Sophisticated and highly capable learning models could make most of the current human ‘jobs’ and sources of livelihood redundant.

For example, already AI is able to design creative posters without the help of humans, seems well on its way to put poster artists out of work. Similarly, it is able to more accurately diagnose diseases than many, if not most, doctors, and come up with better legal strategies than what many lawyers can think of currently.

And it’s not just the white-collar professions that are under threat. AI, within the next five years, is also expected to become smart and accessible enough to be able to replace many blue-collar workers, such as truck and cab drivers, waiters and janitors.

Back to Google, Pichai said one of the first things he wanted to do, when he became the CEO of the Mountain View, California-based company, was that Google should pivot to be an “AI-first company”.

“Google has been investing in AI since almost the beginning. We were one of the first to use machine learning in our products, starting in the early 2000s, for spelling corrections, improving the quality of ads, and showing suggestions and recommendations.”

He said one of his most powerful experiences with AI was witnessing, 11 years ago, a demo of how Google’s research team had used machine learning and neural networks to crack what human programmers had found impossible to automate – image recognition.

“It was the first moment I thought to myself: this is really going to change everything!”

Pichai pointed out that Google has contributed several innovations that have enabled AI to scaler higher peaks.

“We invented Tensor Processing Units, or TPUs — which provided dramatic performance improvements of 30X to 80X for machine learning over other hardware at the time…we released our landmark Transformer paper in 2017, which created the neural network architecture that’s the foundation for most of the generative AI and large language models today,” he said.

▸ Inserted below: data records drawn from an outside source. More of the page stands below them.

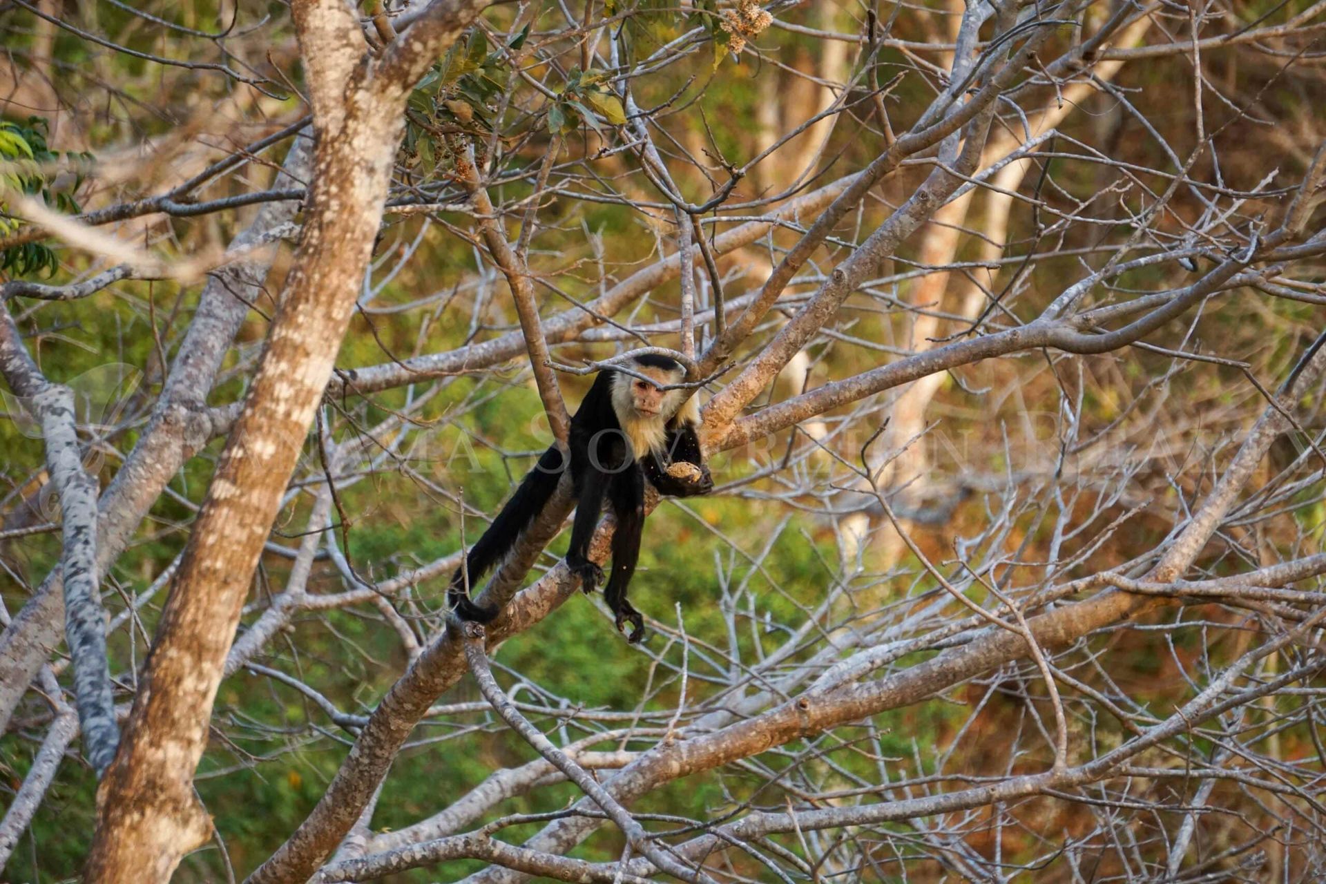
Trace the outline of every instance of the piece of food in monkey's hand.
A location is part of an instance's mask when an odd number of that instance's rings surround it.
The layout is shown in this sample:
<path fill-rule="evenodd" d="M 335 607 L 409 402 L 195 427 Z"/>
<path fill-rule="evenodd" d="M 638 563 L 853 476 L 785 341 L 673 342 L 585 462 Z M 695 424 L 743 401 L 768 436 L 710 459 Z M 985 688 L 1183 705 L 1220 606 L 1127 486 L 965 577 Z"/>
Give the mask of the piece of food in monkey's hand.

He said Google is deploying generative AI in products such as its new Search Generative Experience (SGE) and the “Help Me Write” feature in Gmail.

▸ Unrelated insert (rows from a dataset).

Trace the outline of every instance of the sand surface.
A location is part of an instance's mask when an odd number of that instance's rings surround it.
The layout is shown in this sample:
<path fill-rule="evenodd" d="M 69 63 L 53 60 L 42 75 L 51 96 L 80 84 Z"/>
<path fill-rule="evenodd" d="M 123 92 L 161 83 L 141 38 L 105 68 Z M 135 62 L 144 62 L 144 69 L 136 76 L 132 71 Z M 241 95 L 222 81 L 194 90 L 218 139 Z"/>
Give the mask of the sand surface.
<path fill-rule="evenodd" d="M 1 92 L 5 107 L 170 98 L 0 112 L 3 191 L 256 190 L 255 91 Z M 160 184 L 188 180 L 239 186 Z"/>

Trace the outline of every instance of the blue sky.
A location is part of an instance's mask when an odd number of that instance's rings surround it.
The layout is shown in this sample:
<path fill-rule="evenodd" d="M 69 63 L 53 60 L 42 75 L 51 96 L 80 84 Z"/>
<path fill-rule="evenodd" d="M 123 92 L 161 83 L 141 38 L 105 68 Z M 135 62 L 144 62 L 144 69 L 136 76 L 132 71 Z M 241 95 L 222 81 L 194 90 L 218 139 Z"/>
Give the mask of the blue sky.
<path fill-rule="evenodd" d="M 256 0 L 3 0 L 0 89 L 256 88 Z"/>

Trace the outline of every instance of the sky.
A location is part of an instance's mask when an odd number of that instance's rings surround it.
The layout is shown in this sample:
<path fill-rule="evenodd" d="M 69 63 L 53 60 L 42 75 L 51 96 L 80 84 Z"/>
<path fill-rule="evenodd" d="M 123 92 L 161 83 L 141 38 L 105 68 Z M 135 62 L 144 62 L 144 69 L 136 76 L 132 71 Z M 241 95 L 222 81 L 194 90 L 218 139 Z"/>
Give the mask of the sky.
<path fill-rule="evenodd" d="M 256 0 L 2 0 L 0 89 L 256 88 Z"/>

At the same time, Pichai said, Google is also aware of the possible risks from the misuse of such technology.

“We understand that AI, like any early technology, poses complexities and risks,” he said. “Our development and use of AI must address these risks, and help to develop the technology responsibly…For example, just last week we introduced SynthID, a tool for watermarking and identifying AI-generated images, which will help address an important issue around transparency.”